Pointcept / PointTransformerV3

[CVPR'24 Oral] Official repository of Point Transformer V3 (PTv3)
MIT License
583 stars 30 forks source link

Preprocess custom data and run algorithm #34

Open fakurten94 opened 2 months ago

fakurten94 commented 2 months ago

Hello,

I have an aerial Lidar dataset and wanted to know your recommendation on how to preprocess it. I have seen the indoor and outdoor preprocessing but all of them have very different data structures compared to my own. My dataset is formatted like so:

data_folder
 |   - file1.txt
 |   - file2.txt
 |   - file3.txt
 |   - ...

Each .txt file has 4-12 million points, and for each point it has x, y, z, label, intensity parameters. I normally receive those files without r, g, b values but they can be added without any issues. But since I don't usually have the color values would it be necessary to use them to run the algorithm? I could add them no problem if they are necessary to run the model.

I was also confused between all the label variables. In my dataset, all labels that can be found are between this values [1,2,7,18,20] but many of the files may have subsets of those labels.
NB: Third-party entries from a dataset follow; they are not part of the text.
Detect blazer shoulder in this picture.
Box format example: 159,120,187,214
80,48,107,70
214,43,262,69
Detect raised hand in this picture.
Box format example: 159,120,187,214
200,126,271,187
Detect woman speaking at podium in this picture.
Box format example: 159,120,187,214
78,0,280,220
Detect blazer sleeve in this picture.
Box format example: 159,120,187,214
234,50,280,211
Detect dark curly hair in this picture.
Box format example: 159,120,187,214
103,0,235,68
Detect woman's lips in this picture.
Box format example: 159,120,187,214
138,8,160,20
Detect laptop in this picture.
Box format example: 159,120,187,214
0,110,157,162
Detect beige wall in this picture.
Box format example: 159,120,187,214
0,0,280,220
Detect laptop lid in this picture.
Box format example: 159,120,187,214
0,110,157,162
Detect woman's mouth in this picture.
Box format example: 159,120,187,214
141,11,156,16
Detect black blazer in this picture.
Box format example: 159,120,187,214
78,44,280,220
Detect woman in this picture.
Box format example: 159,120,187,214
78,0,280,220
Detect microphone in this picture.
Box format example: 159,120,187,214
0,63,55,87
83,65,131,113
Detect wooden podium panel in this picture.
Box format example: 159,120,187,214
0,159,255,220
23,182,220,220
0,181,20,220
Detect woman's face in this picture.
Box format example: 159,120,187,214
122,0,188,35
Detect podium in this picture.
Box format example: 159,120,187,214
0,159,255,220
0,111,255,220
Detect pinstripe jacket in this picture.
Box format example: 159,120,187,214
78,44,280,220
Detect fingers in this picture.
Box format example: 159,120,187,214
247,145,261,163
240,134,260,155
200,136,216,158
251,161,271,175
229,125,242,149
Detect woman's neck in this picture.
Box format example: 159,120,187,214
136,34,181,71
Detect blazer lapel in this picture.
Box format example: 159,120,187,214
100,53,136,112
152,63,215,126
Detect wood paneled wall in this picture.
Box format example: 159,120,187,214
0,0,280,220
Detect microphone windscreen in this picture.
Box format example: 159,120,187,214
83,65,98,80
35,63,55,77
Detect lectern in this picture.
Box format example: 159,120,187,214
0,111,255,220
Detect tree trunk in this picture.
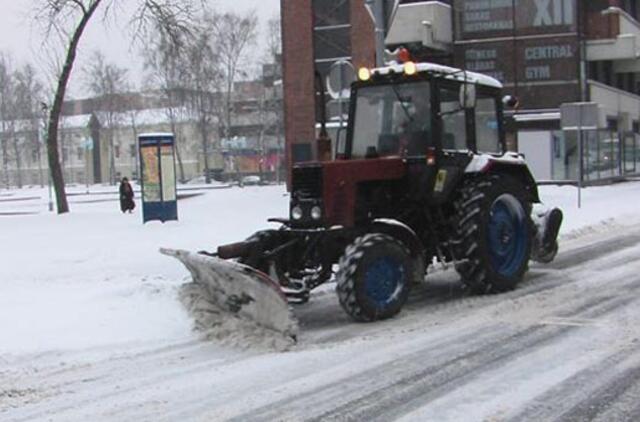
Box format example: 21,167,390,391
13,135,22,189
47,0,102,214
200,120,211,184
0,135,11,189
169,108,186,183
171,121,186,183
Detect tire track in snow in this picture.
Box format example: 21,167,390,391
233,279,640,421
7,226,640,420
508,345,640,422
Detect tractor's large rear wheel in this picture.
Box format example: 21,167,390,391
336,233,414,321
455,175,532,293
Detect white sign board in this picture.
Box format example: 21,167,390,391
560,103,606,130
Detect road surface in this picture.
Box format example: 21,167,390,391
0,223,640,422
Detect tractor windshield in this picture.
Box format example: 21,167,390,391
351,82,431,159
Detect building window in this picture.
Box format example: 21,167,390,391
476,97,501,153
440,87,468,151
313,0,351,121
313,0,351,77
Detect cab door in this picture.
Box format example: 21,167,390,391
433,79,475,202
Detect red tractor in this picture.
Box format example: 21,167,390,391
164,62,562,336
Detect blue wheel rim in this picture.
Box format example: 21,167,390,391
364,257,405,309
487,194,529,277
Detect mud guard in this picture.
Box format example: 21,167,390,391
160,248,298,340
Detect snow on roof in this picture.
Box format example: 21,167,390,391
371,63,502,88
513,112,560,122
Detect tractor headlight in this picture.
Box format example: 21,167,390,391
311,205,322,220
291,205,303,220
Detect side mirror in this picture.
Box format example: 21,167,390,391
335,127,347,160
502,95,520,109
460,83,476,109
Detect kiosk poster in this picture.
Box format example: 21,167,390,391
160,145,176,201
141,145,162,202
I wasn't quite sure for my dataset what would be the class_label, sem_seg_label and the ins_seg_label.

Having said all that, what could be the best way to store this type of data? I imagine I could save the processed data into .pth files like in the DefaultDataLoader but not quite sure as each file has large number of points. And the structure inside of those files would be the same as this right?

"coord": [x, y, z]
"color": [r, g, b]
"class": class_label
"segment": sem_seg_label
"instance": ins_seg_label

My bad for all the question, just interested to get more in depth to be able to run your algorithm on my custom dataset!

Thanks you so much in advance!

Federico Kurten

Gofinge commented 2 months ago

Hi, here is the response:

would it be necessary to use them to run the algorithm?

No need to include color if it does not exist in your raw data. You can refer to our configs for the outdoor datasets (Check the Collect augmentation is dataset.transform)

I was also confused between all the label variables. In my dataset, all labels that can be found are between this values [1,2,7,18,20] but many of the files may have subsets of those labels.

Sorry that I can not help with that, as I can not suppose the meaning of the label file for your data with this information.

And the structure inside of those files would be the same as this right?

Almost correct. No need to include "color" and you can store "intensity" with a key name of "strength" to adapt to our codebase.

fakurten94 commented 2 months ago

@Gofinge thanks so much for your response! That is great news, I'll adapt the configs of one of the outdoor datasets to adapt it to not use color and store intensity as strength. I can also imagine that I would need to normalize or scale intensity to be between a specific range of values right? As intensity can have large integer values than can be > 10000.

My bad for not explaining myself correctly, I was just confused for my dataset how I could store the class_label, set_seg_label and the ins_seg_label as I don't know the difference between those variables. A typical .txt file could have the following structure:

x,y,z,intensity,label
1.44489182e+06, 7.56788840e+05, 4.95969000e+03, 1.80740000e+04, 1.00000000e+00
1.44489280e+06, 7.56788930e+05, 4.96159000e+03, 1.64000000e+04, 1.00000000e+00
1.44489525e+06, 7.56789190e+05, 4.95890000e+03, 2.47670000e+04, 2.00000000e+00
1.44489858e+06, 7.56789520e+05, 4.95844000e+03, 3.68160000e+04, 2.00000000e+00
.
.
.

Thank you!

Gofinge commented 2 months ago

I can also imagine that I would need to normalize or scale intensity to be between a specific range of values right?

Yes. Scale it to [0, 1].

I was just confused for my dataset how I could store the class_label, set_seg_label and the ins_seg_label as I don't know the difference between those variables.

I think you can refer to our preprocessing code (e.g. ScanNet). The key is to decouple each component instead of integrating them into one single 2D array.